Obstructive sleep apnea (OSA) is the most common sleep-breathing disorder that occurs in 14% of men and 5% of women (Peppard et al., 2013). Owing to the intermittent hypoxia and sleep fragmentation, the main pathophysiological characteristics of OSA are associated with many complications, such as cancer, metabolic diseases, cardiovascular diseases, neurodegeneration diseases (Owen et al., 2021; Pelaia et al., 2021; Schernhammer et al., 2021; Wang et al., 2021). It has been reported that OSA is an independent risk factor for the development of cognitive impairment manifested as a decline in attention, long-term memory, executive function, visuospatial ability, and information processing (Leng et al., 2017; Zhu and Zhao, 2018). Cognitive impairment plays a role in reduced quality of life, increased healthcare costs, and increased mortality (Li et al., 2021; Xiong et al., 2021). However, the assessment and longitudinal tracking of cognitive impairment in OSA is challenging.

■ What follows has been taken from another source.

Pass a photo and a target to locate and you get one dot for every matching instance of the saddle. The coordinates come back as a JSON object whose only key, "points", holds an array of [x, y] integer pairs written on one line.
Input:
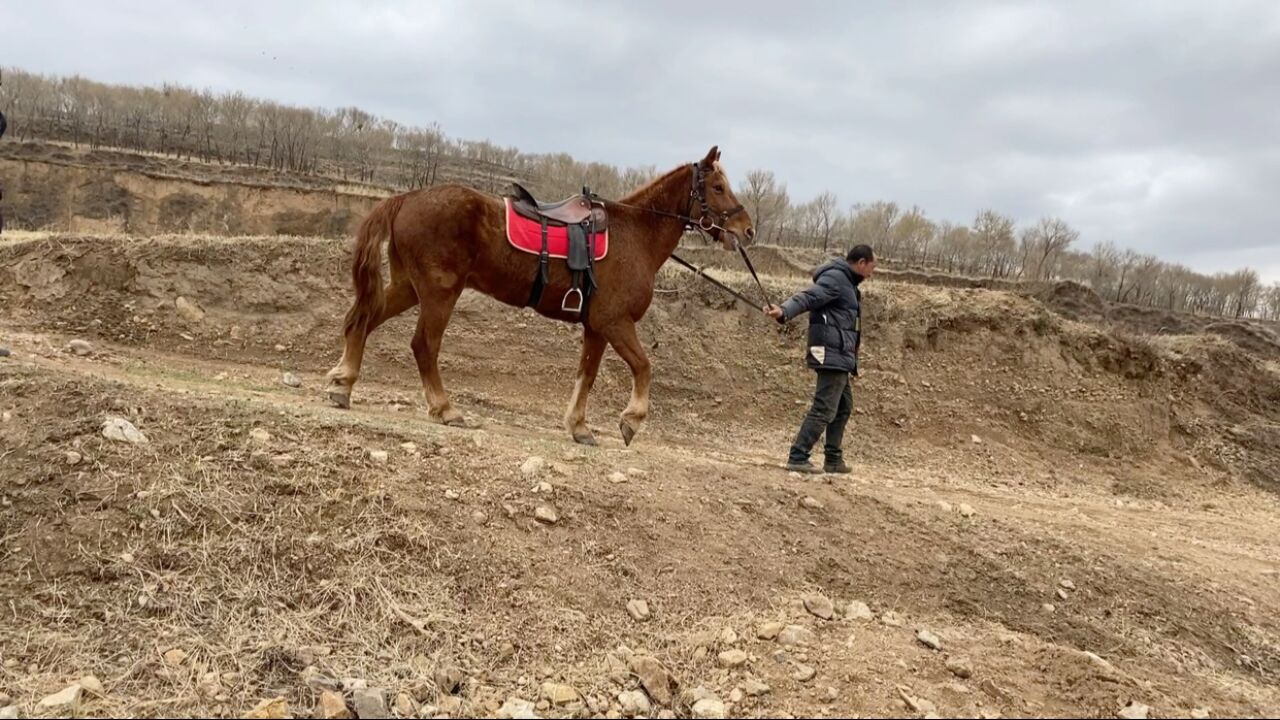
{"points": [[575, 228]]}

Triggering receptor expressed on myeloid cells 2 (TREM2) is a type I transmembrane protein mainly expressed in microglia in the central nervous system, which influences microglial activation, survival, and phagocytosis (Ulland and Colonna, 2018). Variants in TREM2 have been described as risk factors for Alzheimer’s disease (Guerreiro et al., 2013). TREM2 releases its extracellular segment as a soluble form (sTREM2) into the extracellular space, which can be detected in the cerebrospinal fluid (CSF) and peripheral serum (Wunderlich et al., 2013). It has been considered that the level of CSF sTREM2 is increased in patients with Alzheimer’s, and Parkinson’s diseases, even before symptom onset (Suárez-Calvet et al., 2016a; Mo et al., 2021; Morenas-Rodríguez et al., 2022). Recently, studies have found a significant association between increased serum/plasma sTREM2 levels and cognitive impairment in the elderly population, non-obese patients with diabetes, and young adults with Down syndrome (Ohara et al., 2019; Tanaka et al., 2019; Weber et al., 2020). Both CSF and serum/plasma sTREM2 are ideal biomarkers for these diseases.

Further studies showed that the level of sTREM2 in the CSF was positively correlated with the Pittsburgh Sleep Quality Index (PSQI) score (Hu et al., 2021), and that sTREM2 in the plasma was correlated with peripheral inflammatory cytokines (Weber et al., 2020). As sleep disturbance and higher inflammatory factors result from oxidative stress in OSA patients, we hypothesized that sTREM2 levels may be elevated in OSA patients and may be a potential biomarker for cognitive impairment in OSA. However, there is relatively little information regarding the role of sTREM2 in patients with OSA. Therefore, this cross-sectional study aimed to evaluate alterations in serum sTREM2 in OSA patients and explore the relationship between serum sTREM2 and cognitive impairment in OSA.

Materials and Methods


This cross-sectional study enrolled 94 OSA patients and 13 snoring patients who visited the Sleep Center of the Department of Respiratory and Critical Care Medicine, First Hospital of China Medical University, between January 2017 and August 2021. We estimated the sample size before the data analysis based on the results of the pre-experiment, and the target power of the design was 80%. The inclusion criteria were as follows: (1) patients with snoring symptoms suspected of OSA; (2) completion of overnight polysomnography (PSG) to confirm or rule out OSA; (3) aged 18–75 years old; and (4) agreement to participate in this study. The potential population was excluded if they (1) had diseases that influenced the level of sTREM2, such as previously diagnosed neurodegenerative diseases, mental illness; (2) had diseases that could induce cognitive impairment such as diabetes, hypertension, hyperlipidemia, and cardiovascular disease; (3) had conditions that affected nocturnal oxygen level or sleep structure, such as chronic airway disease, overlap syndrome, restless leg syndrome, insomnia, obesity hypoventilation syndrome, alcohol or sedating medicine intake; and (4) had previously or currently received OSA treatment. The enrolled subjects were divided into a control group or OSA group according to the PSG results. This study was approved by the Ethics Committee of the First Hospital of China Medical University. All subjects in this study received detailed information regarding the research and provided informed consent following the Declaration of Helsinki. The subject selection process is illustrated in Figure 1.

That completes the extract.